= Moshe Shaked =

American mathematician and statistician

Moshe Shaked (February 21, 1945 - October 28, 2014) was an American mathematician and statistician. He was a student at the Hebrew University of Jerusalem and at the University of Rochester, where he completed his Ph.D. in 1975, under Albert W. Marshall. Shaked held various positions at the University of New Mexico, the University of British Columbia, and at Indiana University. He became a full professor of mathematics at the University of Arizona in 1986, and he was a Professor Emeritus at Arizona since 2013. Moshe Shaked was a Fellow of the Institute of Mathematical Statistics.

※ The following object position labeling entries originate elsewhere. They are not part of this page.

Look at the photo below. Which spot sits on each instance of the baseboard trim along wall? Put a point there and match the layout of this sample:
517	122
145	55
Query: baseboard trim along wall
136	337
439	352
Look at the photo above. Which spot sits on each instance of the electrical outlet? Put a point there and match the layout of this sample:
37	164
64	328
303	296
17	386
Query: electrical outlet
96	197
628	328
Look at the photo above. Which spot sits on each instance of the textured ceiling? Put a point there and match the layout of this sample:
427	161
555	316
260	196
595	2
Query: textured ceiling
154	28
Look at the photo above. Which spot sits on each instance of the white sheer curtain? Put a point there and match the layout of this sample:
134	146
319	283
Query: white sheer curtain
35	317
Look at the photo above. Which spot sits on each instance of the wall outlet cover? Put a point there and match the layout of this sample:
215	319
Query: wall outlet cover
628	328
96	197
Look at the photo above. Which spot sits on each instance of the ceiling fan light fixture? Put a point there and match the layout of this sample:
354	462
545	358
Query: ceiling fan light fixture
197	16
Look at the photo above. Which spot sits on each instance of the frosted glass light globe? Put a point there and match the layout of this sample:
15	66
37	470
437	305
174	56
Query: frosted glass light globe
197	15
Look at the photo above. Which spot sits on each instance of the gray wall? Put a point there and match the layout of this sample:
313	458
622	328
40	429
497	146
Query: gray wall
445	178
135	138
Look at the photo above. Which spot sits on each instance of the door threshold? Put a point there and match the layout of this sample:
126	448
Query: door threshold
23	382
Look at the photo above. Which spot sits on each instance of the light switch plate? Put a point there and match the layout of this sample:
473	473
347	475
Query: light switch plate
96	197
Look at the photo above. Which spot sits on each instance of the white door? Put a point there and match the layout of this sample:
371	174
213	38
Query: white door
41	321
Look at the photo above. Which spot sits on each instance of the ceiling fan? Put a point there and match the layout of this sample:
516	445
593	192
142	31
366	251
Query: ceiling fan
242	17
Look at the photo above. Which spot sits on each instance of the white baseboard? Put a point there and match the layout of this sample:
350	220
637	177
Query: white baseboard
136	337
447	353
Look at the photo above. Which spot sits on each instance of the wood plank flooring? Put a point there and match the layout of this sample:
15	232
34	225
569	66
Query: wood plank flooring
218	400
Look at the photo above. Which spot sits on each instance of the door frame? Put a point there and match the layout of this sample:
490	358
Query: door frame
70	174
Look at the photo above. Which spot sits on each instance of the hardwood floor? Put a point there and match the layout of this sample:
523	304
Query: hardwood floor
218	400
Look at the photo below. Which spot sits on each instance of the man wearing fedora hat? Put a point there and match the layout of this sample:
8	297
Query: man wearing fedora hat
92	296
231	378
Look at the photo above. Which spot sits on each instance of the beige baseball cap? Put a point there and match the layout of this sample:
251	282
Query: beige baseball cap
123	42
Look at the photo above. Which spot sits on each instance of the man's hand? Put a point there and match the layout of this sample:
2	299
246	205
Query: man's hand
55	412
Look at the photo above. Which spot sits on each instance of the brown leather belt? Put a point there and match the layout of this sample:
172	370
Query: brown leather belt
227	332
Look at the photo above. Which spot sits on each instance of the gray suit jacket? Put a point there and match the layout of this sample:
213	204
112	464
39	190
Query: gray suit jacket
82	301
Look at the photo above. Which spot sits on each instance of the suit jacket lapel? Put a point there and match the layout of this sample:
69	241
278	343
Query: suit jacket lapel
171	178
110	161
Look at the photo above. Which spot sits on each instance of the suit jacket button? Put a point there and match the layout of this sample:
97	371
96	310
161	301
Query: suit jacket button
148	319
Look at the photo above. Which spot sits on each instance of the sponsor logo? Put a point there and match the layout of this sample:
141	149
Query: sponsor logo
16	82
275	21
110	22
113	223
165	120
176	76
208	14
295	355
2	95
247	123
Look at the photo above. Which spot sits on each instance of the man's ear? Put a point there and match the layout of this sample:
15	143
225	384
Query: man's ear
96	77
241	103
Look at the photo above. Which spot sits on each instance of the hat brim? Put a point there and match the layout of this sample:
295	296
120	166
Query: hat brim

Shaked was a leading figure in stochastic order and distribution theory. He published widely in applied probability and statistics. He became most celebrated internationally for his collection of influential papers on stochastic order and multivariate dependence.
Shaked’s contribution also includes pioneering studies on stochastic convexity and on multivariate phase-type distributions, with important applications in reliability modelling and queueing analysis. He made significant contributions to multivariate aging notions and multivariate life distributions, as well as to accelerated life tests (inference, non-parametric approach and goodness of fit).

Moshe Shaked was born in Jerusalem to a Polish immigrant family. He was a knowledgeable ancient-coin enthusiast and a passionate museum-goer. His son, Tal Shaked, is an American chess grandmaster.